Clinical implication of HLA class I expression in breast cancer

Koichi Kaneko 1, Sumiya Ishigami 1,, Yuko Kijima 1, Yawara Funasako 1, Munetsugu Hirata 1, Hiroshi Okumura 1, Hiroyuki Shinchi 1, Chihaya Koriyama 2, Shinichi Ueno 1, Heiji Yoshinaka 1, Shoji Natsugoe 1
PMCID: PMC3214195  PMID: 22014037

Abstract

Background

Human leukocyte antigen (HLA)-class I molecules on tumor cells have been regarded as crucial sites where cytotoxic T lymphocytes (CTL) can recognize tumor-specific antigens and are strongly associated with anti-tumor activity. However, the clinical impact of HLA class I expression in breast cancer has not been clarified.

Methods

A total of 212 breast cancer patients who received curative surgery from 1993 to 2003 were enrolled in the current study. HLA class I expression was examined immunohistochemically using an anti-HLA class I monoclonal antibody. The correlation between HLA class I positivity and clinical factors was analyzed.

Results

The downregulation of HLA class I expression in breast cancer was observed in 69 patients (32.5%). HLA class I downregulation was significantly associated with nodal involvement (p < 0.05), TNM stage (p < 0.05), lymphatic invasion (p < 0.01), and venous invasion (p < 0.05). Patients with preserved HLA class I had significantly better disease-free interval (DFI) than those with loss of HLA class I (p < 0.05). However, in multivariable analysis, HLA class I was not selected as one of the independent prognostic factors of disease-free interval.

Conclusion

The examination of HLA class I expression is useful for the prediction of tumor progression and recurrent risk of breast cancer via the antitumor immune system.

Keywords: HLA class I, survival, T cell immunology, antitumor activity

Background

The antitumor activity via cytotoxic T lymphocytes (CTL) or tumor antigen has been clarified in the oncological field.
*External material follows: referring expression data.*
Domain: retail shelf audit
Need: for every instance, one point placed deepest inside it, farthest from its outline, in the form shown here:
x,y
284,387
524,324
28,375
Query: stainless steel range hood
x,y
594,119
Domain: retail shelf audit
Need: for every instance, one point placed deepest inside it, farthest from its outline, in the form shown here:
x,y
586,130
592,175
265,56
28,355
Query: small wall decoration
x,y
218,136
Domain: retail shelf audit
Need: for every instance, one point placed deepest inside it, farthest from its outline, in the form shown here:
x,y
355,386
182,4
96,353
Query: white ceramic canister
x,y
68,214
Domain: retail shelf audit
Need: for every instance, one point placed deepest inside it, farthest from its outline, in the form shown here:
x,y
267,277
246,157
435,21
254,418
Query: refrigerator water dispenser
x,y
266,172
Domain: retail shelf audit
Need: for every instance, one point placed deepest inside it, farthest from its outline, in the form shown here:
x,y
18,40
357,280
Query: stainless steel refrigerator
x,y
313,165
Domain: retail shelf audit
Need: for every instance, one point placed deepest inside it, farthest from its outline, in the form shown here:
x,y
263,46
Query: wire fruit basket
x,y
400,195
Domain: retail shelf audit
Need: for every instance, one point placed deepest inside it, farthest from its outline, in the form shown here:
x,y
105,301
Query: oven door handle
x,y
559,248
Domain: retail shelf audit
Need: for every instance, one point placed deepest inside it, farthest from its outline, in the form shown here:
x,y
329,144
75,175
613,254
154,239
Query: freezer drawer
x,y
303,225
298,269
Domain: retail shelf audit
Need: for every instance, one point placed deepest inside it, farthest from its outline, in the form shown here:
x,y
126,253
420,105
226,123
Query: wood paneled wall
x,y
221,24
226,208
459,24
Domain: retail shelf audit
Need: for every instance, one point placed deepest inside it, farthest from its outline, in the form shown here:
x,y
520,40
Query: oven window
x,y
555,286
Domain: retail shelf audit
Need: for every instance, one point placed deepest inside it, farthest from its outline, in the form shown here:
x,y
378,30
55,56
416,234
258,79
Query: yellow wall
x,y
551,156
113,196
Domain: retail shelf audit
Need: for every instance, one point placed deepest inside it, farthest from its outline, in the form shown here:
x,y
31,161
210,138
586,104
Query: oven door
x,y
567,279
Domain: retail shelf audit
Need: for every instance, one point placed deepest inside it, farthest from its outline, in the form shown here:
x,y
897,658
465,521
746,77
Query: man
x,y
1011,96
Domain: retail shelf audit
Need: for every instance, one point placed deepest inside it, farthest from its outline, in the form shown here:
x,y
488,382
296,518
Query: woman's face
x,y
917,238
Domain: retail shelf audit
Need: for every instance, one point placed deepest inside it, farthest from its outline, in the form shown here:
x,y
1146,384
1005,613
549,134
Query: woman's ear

Activation of anti-tumor CTL requires the recognition of immunogenic epitopes presented on various types of human leukocyte antigen (HLA) class I molecules on the tumor [1-4]. The concept of immune surveillance is maintaining the relationship between tumor-associated antigens (TAA) complexing with the HLA class I and tumor-specific cytotoxic T cells. These activated tumor-specific cytotoxic T cells can eliminate cancer cells specifically. The loss of HLA class I on the tumor is believed to lead to malfunction of recognition by the CD8+ T cells. It is already known that malignancies exhibit altered or lost expression of histocompatible antigens on the tumor cells [5-7]. Loss of HLA class I antigens appears to be a significant mechanism by which tumor cells escape specific immune attack and causes problems in the design of antitumor immunotherapy [7]. The loss of HLA class I antigens on tumor cells has been reported in several human tumors [5-7], and the loss of HLA class I molecules has been discussed in the context of tumor aggressiveness, such as differentiation of histology [8-10], invasiveness, and metastatic potential [5,11].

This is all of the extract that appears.